The first season of the show was shot in and around Chicago, but the second season has moved to Dallas where the cast and crew have been battling nature.
Miller, while shooting in swamps and bushland, has become a victim of chiggers, a parasitic mite.
If Australians see Miller relaxing on a beach over Christmas, they should not be concerned if his legs look in bad shape.
Blame the chiggers.
"Chiggers are a bug that bites you and then burrows underneath your skin and stays there," Miller explained.
"There's no way of getting them out.
"You have to buy nail polish and cover the inflamed spot with a dab of the nail polish.
"That seals the pores of your skin, which denies the chiggers oxygen.
"They suffocate, die, eventually dissolve and disperse into your bloodstream.
"I have had about 20 of them up and down my legs.

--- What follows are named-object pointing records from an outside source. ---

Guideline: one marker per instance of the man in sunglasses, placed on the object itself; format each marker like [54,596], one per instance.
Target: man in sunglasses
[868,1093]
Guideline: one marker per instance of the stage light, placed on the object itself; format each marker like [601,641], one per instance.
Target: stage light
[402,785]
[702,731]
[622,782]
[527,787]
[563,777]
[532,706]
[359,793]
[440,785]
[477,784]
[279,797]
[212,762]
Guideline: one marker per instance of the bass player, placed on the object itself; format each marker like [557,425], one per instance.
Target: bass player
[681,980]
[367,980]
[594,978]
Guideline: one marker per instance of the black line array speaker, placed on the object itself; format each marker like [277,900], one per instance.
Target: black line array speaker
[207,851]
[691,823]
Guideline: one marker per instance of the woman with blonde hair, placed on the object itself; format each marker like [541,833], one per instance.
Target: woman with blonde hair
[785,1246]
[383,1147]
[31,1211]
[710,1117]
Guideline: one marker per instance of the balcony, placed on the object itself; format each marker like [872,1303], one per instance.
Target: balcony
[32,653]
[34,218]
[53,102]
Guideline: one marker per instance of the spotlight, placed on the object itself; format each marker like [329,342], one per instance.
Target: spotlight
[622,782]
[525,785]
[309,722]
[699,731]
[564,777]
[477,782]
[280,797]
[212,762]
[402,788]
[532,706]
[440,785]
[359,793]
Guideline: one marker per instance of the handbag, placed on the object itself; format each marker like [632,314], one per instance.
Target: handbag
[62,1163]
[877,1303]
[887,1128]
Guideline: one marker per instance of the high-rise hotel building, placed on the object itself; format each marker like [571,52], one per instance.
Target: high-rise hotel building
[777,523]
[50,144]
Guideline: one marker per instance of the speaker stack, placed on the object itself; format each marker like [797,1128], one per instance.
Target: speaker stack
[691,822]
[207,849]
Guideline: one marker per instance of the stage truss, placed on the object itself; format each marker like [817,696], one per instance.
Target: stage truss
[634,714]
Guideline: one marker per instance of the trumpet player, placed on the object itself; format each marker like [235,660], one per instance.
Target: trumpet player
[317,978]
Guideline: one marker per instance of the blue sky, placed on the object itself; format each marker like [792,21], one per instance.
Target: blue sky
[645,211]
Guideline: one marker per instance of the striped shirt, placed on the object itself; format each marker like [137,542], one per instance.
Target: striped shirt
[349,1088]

"We were shooting out in the woods and I neglected to coat my ankles in sulphur which was the only thing that keeps them at bay.
"I went home looking like a pizza from the legs down."
Miller will likely have his legs covered when he attends a cocktail Sydney Harbour cruise on December 27 to celebrate Foxtel's new long term deal with the Hollywood studio that makes Prison Break, Rupert Murdoch's 20th Century Fox.
Australians will also get a solid dose of Miller and Prison Break in coming weeks.
FOX8 will be airing a Prison Break marathon on Australia Day from 7am, running 21 episodes back to back in the lead-up to the series one finale on February 3.